Simon Callow had high praise for Michael Blakemore’s book Stage Blood (Review, 16 November), which raises the curtain on some nastier aspects of theatre life. However, Blakemore is too preoccupied fighting the bigger boys for the limelight to notice that there are no women’s parts in his drama. Jocelyn Herbert has a bit part and Gillian Diamond a walk on. When it comes to two outstanding dames, he deals with them briefly, describing a farewell party at the Old Vic: “Peggy Ashcroft impersonated Lilian Baylis … it was a complete surprise to see her being so funny, sketching with a sure hand Miss Baylis’ cockney accent and physical peculiarities”.

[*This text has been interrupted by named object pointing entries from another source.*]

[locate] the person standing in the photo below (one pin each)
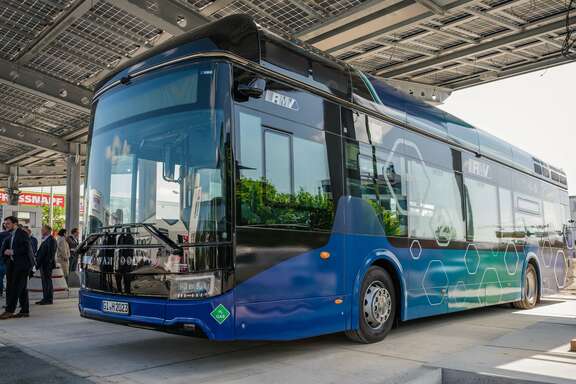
(18, 257)
(73, 241)
(63, 253)
(3, 236)
(45, 262)
(33, 240)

Baylis ran the Old Vic and Sadler’s Wells. She engaged Ninette de Valois and thereby was responsible for the founding of the National Theatre and the Royal Ballet. I believe it was her legacy that was being fought over and which Olivier had inherited. She launched the careers of Olivier, Richardson, Gielguid, Ashcroft, Redgrave, Thorndyke, Edith Evans, Guinness and many more. She died in 1937, aged 63. There is no memorial at her grave and none at the National Theatre, other than a terrace named after her, and there has been no programme about her as part of the celebrations. It is time this remarkable woman was awarded the tribute due to her. A word from Blakemore or Callow might have helped.
Really. We see so much shouting and complaining about efforts to remember to invite women to contribute, write, speak, manage, run, instead of just letting nature take its course and the best rise to the top on its own, like cream – when women who do rise to the top get brushed aside and forgotten.